Avaliação Fonoaudiológica
Ao realizar uma avaliação, o fonoaudiólogo observará as habilidades de fala e de linguagem de seu filho dentro de um contexto do desenvolvimento global. O fonoaudiólogo utilizará provas e escalas, assim como os seus conhecimentos sobre as alterações no desenvolvimento da fala e da linguagem apresentados pela criança, tais como:
  • o que seu filho compreende (denominado “linguagem receptiva”);
  • o que seu filho consegue expressar (denominado “linguagem expressiva”);
  • se seu filho tenta se comunicar de outras maneiras, como apontar, mover a cabeça, realizar gestos, etc;
  • a motricidade orofacial de seu filho (de que maneira os órgãos orofaciais funcionam para falar, respirar, mastigar e engolir).
Se o fonoaudiólogo determinar que seu filho necessita de terapia, sua participação será muito importante. Você pode ser convidado a observar as sessões de terapia e a aprender de que maneira pode trabalhar com seu filho em casa para melhorar suas habilidades de fala e linguagem.

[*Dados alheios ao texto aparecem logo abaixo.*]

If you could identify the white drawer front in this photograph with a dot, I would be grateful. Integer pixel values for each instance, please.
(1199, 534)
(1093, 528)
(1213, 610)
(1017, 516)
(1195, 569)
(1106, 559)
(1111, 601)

É possível ainda que o resultado da avaliação fonoaudiológica da fala e da linguagem simplesmente indique que suas expectativas são demasiado elevadas. Uma orientação sobre as etapas do desenvolvimento da fala e da linguagem podem ajudá-lo a ver seu filho de forma mais realista.
O que os pais podem fazer
O desenvolvimento da fala se deve tanto às características naturais como à estimulação recebida. A conformação genética de uma criança determinará, em parte, sua inteligência e seu desenvolvimento da fala e da linguagem. No entanto, uma grande parte depende do ambiente onde vive a criança. Ela recebe a estimulação adequada em sua casa ou na creche? Existem oportunidades de participação ou de intercambio de comunicação?
Quando você compreende melhor as dificuldades de seu filho, pode aprender muitas maneiras de estimulá-lo.
Algumas sugestões para por em prática:
  • Passe muito tempo se comunicando com seu filho.
  • Leia para ele.
  • Aproveite as situações do dia a dia.
Lembre-se: Quando existem problemas de fala, de linguagem, de audição ou de desenvolvimento, a melhor maneira de ajudar seu filho é reconhecer e tratar estas dificuldades precocemente. Com a terapia adequada, no momento indicado, seu filho poderá se comunicar melhor com você e com as outras pessoas com as quais convive.